Monday, Jan. 13, 1958
Methodical Journey
The South Pole is not what it used to be. After 13 months of lavishly air-supplied U.S. occupancy, it has been described as "looking like a Chinese laundry after a hurricane," with assorted litter peppering the snow. But getting around the Antarctic by land is still quite a trick. Last week New Zealand's Sir Edmund Hillary, conqueror of Mt. Everest, arrived at the South Pole after a 1,200-mile journey by tractor from the British base at Scott Station on the Ross Sea (see map). He made it with only one drum of gasoline left, enough for 20 miles of travel.
Sir Edmund crossed new and difficult terrain, but his purpose was not primarily exploration. It was to establish supply depots to be used by the Commonwealth transAntarctic expedition led by Britain's Dr. Vivian Fuchs, which is working its way across the whole ice-covered continent from the Weddell Sea, making scientific observations every 30 miles.
Depot 700. Tall (6 ft. 3 in.), methodical Sir Edmund trained for his trip as he trained for Mt. Everest. He and his men started with the snowfields of the New Zealand Alps, then moved to Antarctica, where for nearly a year they tested themselves and their tractors in the worst possible weather. Last Oct. 14 he set out from the Ross Sea base, led a supply train with four tractors up the Skelton Glacier to the ice-covered tableland on the far side of Antarctica's main mountain range. When he had established Depot 700 (700 miles from the coast), his job was done, but only about 500 miles separated him from the U.S.-occupied Pole.

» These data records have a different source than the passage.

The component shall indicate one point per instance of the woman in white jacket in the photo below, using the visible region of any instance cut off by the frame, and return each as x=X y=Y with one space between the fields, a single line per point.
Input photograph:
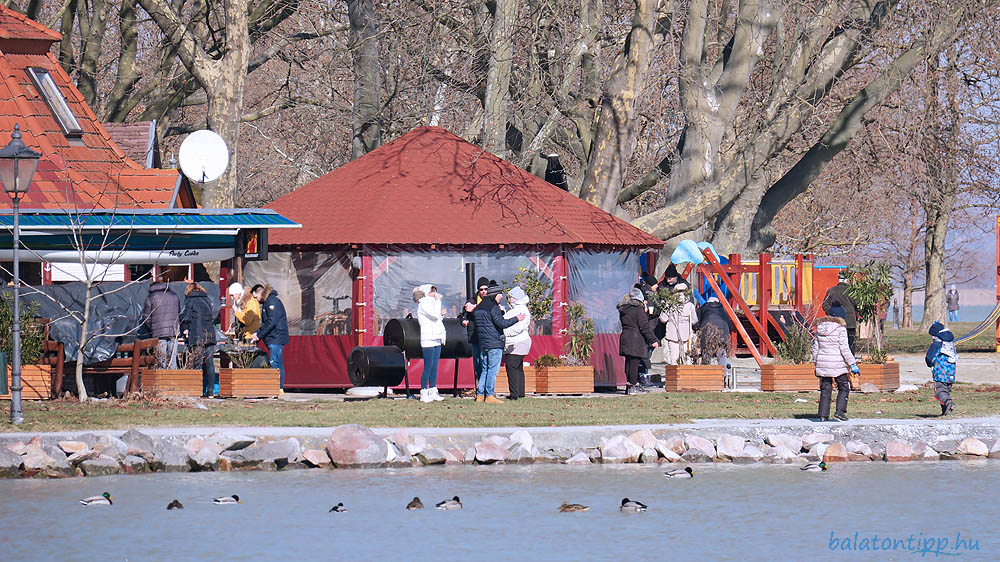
x=517 y=342
x=432 y=336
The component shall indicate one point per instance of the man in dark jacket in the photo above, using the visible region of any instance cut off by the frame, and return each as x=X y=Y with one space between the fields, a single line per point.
x=636 y=338
x=198 y=324
x=273 y=328
x=162 y=314
x=838 y=293
x=490 y=325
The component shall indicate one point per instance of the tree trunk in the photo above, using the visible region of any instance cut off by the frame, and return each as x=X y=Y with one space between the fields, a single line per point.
x=498 y=77
x=364 y=55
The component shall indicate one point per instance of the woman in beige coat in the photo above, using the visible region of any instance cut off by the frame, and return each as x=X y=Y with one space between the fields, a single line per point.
x=833 y=358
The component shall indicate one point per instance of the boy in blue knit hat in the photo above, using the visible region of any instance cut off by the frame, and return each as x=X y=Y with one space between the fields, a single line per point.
x=942 y=359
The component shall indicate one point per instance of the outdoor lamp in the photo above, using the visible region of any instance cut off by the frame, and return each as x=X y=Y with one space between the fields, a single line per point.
x=17 y=166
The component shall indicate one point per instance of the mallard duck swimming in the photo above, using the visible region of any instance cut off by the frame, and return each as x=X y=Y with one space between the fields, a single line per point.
x=103 y=499
x=453 y=503
x=227 y=500
x=686 y=473
x=631 y=506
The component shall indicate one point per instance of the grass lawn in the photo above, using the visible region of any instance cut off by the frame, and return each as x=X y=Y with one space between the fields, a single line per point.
x=66 y=415
x=916 y=341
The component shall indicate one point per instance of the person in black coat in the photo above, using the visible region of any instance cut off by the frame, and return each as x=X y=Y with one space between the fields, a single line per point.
x=162 y=311
x=273 y=329
x=198 y=324
x=490 y=325
x=636 y=338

On Dec. 26, with three tractors, two sledges, a ramshackle caboose, two mechanics, a radio man and a movie photographer, he started south, steering by the never-setting sun. The tractors--ordinary Fergusons hardly modified from the model used on thousands of farms--performed magnificently. The only serious trouble was with a generator, but forethoughtful Sir Edmund had a spare along. The expedition had a little trouble with crevasses, but the tractors proved to have unexpected crevasse-detecting talents. Most of their weight is carried on the rear wheels, so when the front wheels sank into the snow over a crevasse, the driver had a good chance of backing out.
Gasping Tractors. One hundred miles from the Pole, the going got worse. The altitude, 11,000 ft., made the faithful tractors gasp for breath, and the snow got so soft that they often sank deeply into it and had to be manhandled out. Once the unemotional Hillary radioed: "I thought at one time that this might be the end of the line for the tractor train." But the tractors made it, and Hillary would have been all right, of course, if they had not. He was carrying emergency gear and supplies for foot travel to the U.S. base.
The weather got worse, so the last 70 miles was made in a 24-hour dash. At last, with most of the gasoline gone, Sir Edmund spied the U.S. buildings on the white plateau. This was no time, he knew, for precipitate action. He remembered his expedition's official correspondent at Scott Station, and also the fact that reporters of the London Daily Mail (see PRESS) and U.S. wire services were waiting for him at the Pole. So the New Zealanders quietly made camp. Four of them, including Sir Edmund, calmly went to sleep. The inhabitants of the base were asleep too. Not until the next morning, after his radio man had sent the news of the expedition to the proper press contact, did the methodical Sir Edmund chug the last two miles to the base and announce himself to the Americans.